Write about {c1}, {c2}, {c3}, {c4} and {c5} with explanations and examples, in a {project} style."
"""
llm = OpenAI(temperature=0)
tools = load_tools(["serpapi", "llm-math"], llm=llm)
agent = initialize_agent(
    tools, llm, agent=AgentType.ZERO_SHOT_REACT_DESCRIPTION, verbose=True)
prompt = PromptTemplate(input_variables=["project", "c1", "c2", "c3", "c4", "c5"],
                        template=template
                        )
chain = LLMChain(llm=llm, prompt=prompt)

Speaking of GitHub, I dedicated some time this week to reorganizing my cluttered repository. What I discovered is that I had two different main branches, one in VS Code which is connected to my GitHub and a different one, master, in my remote GitHub repository.
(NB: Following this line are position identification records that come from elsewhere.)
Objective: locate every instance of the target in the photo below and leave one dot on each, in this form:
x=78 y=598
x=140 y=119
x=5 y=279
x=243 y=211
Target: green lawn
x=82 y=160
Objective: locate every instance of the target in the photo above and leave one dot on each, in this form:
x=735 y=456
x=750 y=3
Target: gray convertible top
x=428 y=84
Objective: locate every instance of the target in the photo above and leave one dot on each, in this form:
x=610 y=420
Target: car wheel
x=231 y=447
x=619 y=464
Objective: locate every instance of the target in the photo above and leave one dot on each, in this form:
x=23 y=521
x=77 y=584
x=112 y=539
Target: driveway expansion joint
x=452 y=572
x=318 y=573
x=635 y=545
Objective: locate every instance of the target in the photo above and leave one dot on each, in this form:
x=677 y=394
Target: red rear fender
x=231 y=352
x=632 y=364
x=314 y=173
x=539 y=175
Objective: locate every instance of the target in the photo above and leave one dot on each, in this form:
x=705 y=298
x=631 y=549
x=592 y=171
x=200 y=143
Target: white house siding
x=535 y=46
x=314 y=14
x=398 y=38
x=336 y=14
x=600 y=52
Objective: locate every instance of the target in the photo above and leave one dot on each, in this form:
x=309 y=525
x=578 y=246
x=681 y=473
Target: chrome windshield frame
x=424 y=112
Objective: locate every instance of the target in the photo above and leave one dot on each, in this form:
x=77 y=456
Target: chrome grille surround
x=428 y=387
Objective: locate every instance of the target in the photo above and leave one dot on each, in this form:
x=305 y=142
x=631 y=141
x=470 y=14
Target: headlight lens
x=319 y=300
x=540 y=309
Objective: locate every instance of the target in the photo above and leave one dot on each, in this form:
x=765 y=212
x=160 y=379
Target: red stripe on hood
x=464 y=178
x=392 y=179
This explains a lot of the complications I'd been encountering. So, I opted for a straightforward solution and merged the branches. Moving forward, I plan on learning more about GitHub. This exploration will likely be summarized in a detailed blog post, sharing my experiences and newfound skills.

CS50:

I've been learning HTML, CSS and Javascript in week 8 for a week now. While I agree its indispensable role in web development, Javascript is not my cup of tea and I'll leave it at that. But I'm glad I'm close to the end of this course.

That's everything I have for this week, thanks for reading!